A similar situation once existed in English class. When I went to elementary school, I learned the rules of grammar and how to write an outline before writing a paper. Completely missing from this curriculum are the much messier things that real writers do — searching for topics, drawing mind maps, and most importantly rewriting. Thank goodness school now teaches the complete writing process, through programs like the widely adopted Readers and Writers Workshop programs, published by Heinemann.
We need to do the same for mathematics. And indeed, Heineman also publishes a “cognitively guided instruction” math program with the same philosophy as Readers and Writers Workshop. Doing math is more than memorizing formulas and computing correct answers. Doing math also includes noticing patterns, being curious, asking questions, trying things out, being wrong, and trying again. Under that much broader definition of mathematics, everyone is already a mathematician.
4. Curriculum Standards
Problem: curriculum standards leave no room for recreational mathematics
Solution: revise the standards and build recreational mathematics into the core curriculum.

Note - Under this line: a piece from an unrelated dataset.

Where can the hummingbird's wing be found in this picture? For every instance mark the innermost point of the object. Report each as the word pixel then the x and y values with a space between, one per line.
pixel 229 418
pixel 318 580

Teachers resist including more recreational mathematics in their teaching — even the ones who love it — because they don’t have time. Teachers are under increasing pressure to stick to state-mandated curriculum standards that prescribe precisely what to teach, and when. As a result, teachers race through a curriculum that is “a mile wide and an inch thin”, without pausing to make sure that kids understand what they are learning.

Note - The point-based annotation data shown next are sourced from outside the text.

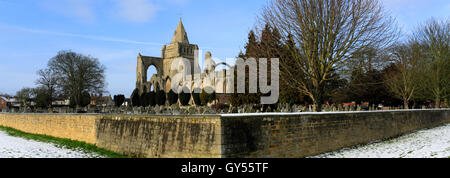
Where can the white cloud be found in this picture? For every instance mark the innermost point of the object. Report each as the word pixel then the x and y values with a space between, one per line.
pixel 73 35
pixel 136 10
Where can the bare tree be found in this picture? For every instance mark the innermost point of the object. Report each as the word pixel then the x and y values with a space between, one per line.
pixel 24 96
pixel 326 34
pixel 434 36
pixel 48 80
pixel 77 74
pixel 403 80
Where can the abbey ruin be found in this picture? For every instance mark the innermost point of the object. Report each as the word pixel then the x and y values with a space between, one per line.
pixel 180 49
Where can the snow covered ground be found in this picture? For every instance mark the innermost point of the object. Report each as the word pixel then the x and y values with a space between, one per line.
pixel 432 143
pixel 15 147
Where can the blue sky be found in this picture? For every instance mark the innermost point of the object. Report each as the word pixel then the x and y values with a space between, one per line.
pixel 115 31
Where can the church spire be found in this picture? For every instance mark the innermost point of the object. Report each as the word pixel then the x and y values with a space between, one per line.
pixel 180 35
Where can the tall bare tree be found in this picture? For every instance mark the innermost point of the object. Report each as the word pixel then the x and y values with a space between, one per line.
pixel 77 74
pixel 326 34
pixel 434 36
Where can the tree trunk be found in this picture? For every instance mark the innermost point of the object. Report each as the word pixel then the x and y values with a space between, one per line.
pixel 405 104
pixel 437 104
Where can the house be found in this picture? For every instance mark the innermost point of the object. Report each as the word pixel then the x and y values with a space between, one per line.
pixel 101 101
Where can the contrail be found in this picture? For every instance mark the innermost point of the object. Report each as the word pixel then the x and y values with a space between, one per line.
pixel 91 37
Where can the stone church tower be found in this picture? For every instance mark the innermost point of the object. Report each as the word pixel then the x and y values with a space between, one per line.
pixel 178 48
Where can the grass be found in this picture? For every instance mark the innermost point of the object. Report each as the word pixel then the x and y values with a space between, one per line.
pixel 63 143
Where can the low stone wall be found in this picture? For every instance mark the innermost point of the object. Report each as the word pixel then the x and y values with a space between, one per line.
pixel 215 136
pixel 161 136
pixel 302 135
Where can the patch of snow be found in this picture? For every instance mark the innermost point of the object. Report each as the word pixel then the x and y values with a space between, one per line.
pixel 318 113
pixel 15 147
pixel 431 143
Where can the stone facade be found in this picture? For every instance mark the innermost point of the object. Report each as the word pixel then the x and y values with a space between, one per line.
pixel 179 49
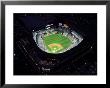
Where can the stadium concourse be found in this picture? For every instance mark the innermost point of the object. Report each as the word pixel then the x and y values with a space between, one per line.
pixel 56 40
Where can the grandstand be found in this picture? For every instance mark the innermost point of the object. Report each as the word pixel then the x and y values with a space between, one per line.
pixel 56 39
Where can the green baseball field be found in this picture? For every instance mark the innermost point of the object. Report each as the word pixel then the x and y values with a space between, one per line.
pixel 56 43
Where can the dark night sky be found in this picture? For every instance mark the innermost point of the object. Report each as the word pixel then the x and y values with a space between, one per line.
pixel 83 63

California — often the leader in social change — is now embroiled in a highly contentious effort to revise state math curriculum standards. Parents and teachers are wary of new standards, and for good reason — every math reform I’ve lived through has been royally botched. For instance, the recent Common Core standards were originally drafted by state legislators who had no expertise in education (educators swooped in to triage the damage), and implemented without any funds or plans for producing revised textbooks or retraining teachers.
To move things forward, we need successful examples of progressive mathematics education that meet accepted standards. I’d like to see radically different approaches to teaching math that produce twice the results in half the time, with greater engagement and retention.

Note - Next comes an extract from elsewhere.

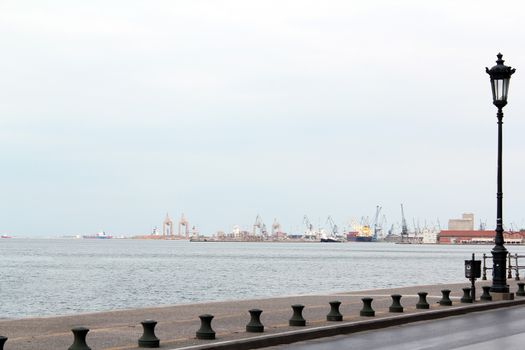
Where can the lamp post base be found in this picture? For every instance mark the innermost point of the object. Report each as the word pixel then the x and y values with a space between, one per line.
pixel 501 296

Finally, we come to the most stubborn barrier of all.
5. Social Norms
Barrier: the widespread belief that math is a painful subject that must always be taught in the same way.
Solution: start a social movement that lets people heal math abuse and reclaim mathematical empowerment.
Math anxiety is a generational trauma passed on from one generation to another by parents and teachers who never learned to love math when they were kids. Math empowerment needs to become a society-wide movement. People need to heal from mathematical trauma, reclaim their right to a healthy relationship with mathematics, and know that mathematics can be joyful.
This movement is already happening with STEM, but somehow, math gets left out in the excitement of promoting science, technology, and engineering. M may not be as obviously flashy as STE, but you can’t have STE without M.
Starting a social movement is a grassroots effort that requires many leaders. I look to other examples of social change movements, like abolishing slavery and allowing women to vote, for inspiration. Within education, society already transformed literacy from a skill possessed by a few scribes to a skill enjoyed by the entire population. We can do the same for math.
Don’t be discouraged by the scale of the problem. Instead, be energized by the scale of the opportunity. As Margaret Mead once said, “Never doubt that a small group of thoughtful, committed citizens can change the world; indeed, it's the only thing that ever has.”